Sugar - Breaking Down the Good, the Bad and the Ugly




Sugar is much like salt and gets a bad rap because when we usually think of sugar, we think of the processed, refined kinds that wreak havoc on our bodies when we over-indulge. However, there are many forms and sources of sugar, and not all are equal in terms of quality and nutrition. Different types of sugar get processed somewhat differently in the body. For example, sucrose, maltose and lactose are all broken down in the small intestine, fructose has to be converted in the liver, while glucose (what our bodies use for energy) can be used right away.

Then we have simple and complex carbohydrates. Simple carbohydrates (also known as simple sugars) consist of only one or two molecules. For example, sucrose (what we know as table/refined sugar) is simply made up of just one molecule of fructose and one molecule of glucose. Chemical bonds combine these molecules, and the longer the chain, the longer it takes the body to break down, bringing us to complex carbohydrates. Complex carbs and starches are made up of a whole chain of these molecules. They can either be one long single-file chain, or they can also have chains branching out to the sides. 

Since complex carbs are slowly broken down, they cause a steadier and more balanced rise in blood sugar levels, whereas simple sugars are more quickly processed, causing a significant spike. This spike then causes more of our blood-sugar regulating hormone, insulin to be secreted. When we constantly bombard our bodies with foods that spike blood sugar levels, it can eventually lead to insulin resistance (Type 2 diabetes). When choosing foods to manage blood sugar levels, it's important to take into consideration the glycemic load, rather than just the glycemic index. The glycemic load offers a much more accurate picture of a food's effect on blood sugar, as it takes into consideration both the glycemic index as well as the carbohydrates present.

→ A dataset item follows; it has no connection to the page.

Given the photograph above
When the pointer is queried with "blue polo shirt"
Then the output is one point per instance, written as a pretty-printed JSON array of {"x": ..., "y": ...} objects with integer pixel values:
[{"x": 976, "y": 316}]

Tips to Manage Your Blood Sugar


  • Opt for natural sugars and whole grains - Reduce processed foods


  • Eat a well-rounded diet including whole grains, good fats, nuts, seeds, legumes, fruit and lots of veggies.


  • Incorporate foods that have a positive effect on blood sugar control (i.e. dandelion root, Chaga, onions, garlic, olives, mangoes, bitter melon, artichoke and Jerusalem artichoke)

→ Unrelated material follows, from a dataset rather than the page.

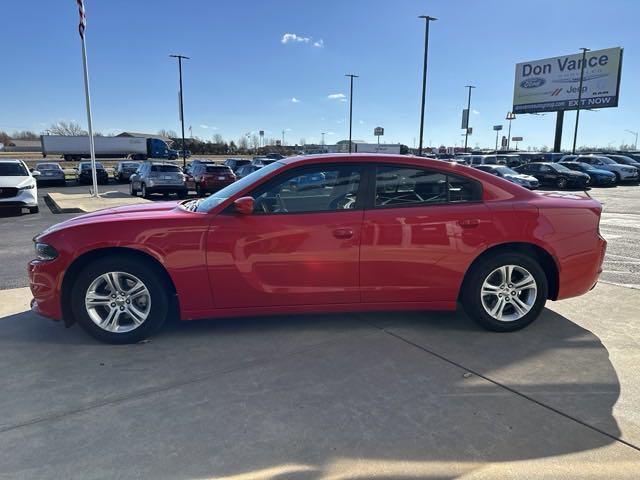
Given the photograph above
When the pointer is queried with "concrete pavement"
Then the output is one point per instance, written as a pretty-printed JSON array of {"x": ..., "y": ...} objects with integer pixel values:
[{"x": 389, "y": 395}]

Now, let's talk natural sugars vs. refined!


As we learned above, what we know as table/white/refined sugar is a simple sugar, which means it gets absorbed into the bloodstream quite quickly. It's also devoid of all other nutrients, so when we eat a lot of this kind of sugar, we are putting a major burden on our bodies without any benefit.

It's important to mention, natural sugars can cause blood sugar issues when overconsumed as well. However, natural sugars are much different than table sugar; they have many other nutrients intact. In fact, some such as maple syrup and honey can provide numerous health benefits. Maple syrup is rich in essential trace minerals manganese and zinc, while honey provides countless benefits from being rich in antioxidants to containing antiseptic properties. That being said, it's always best to ensure you're getting both your honey and maple syrup from reputable sources, ensuring the wellbeing of the bees and trees first (this also ensures you're getting a more nutrient-dense product).

All in all, sugar is not something to be feared but rather enjoyed in its most natural forms as well as in moderation.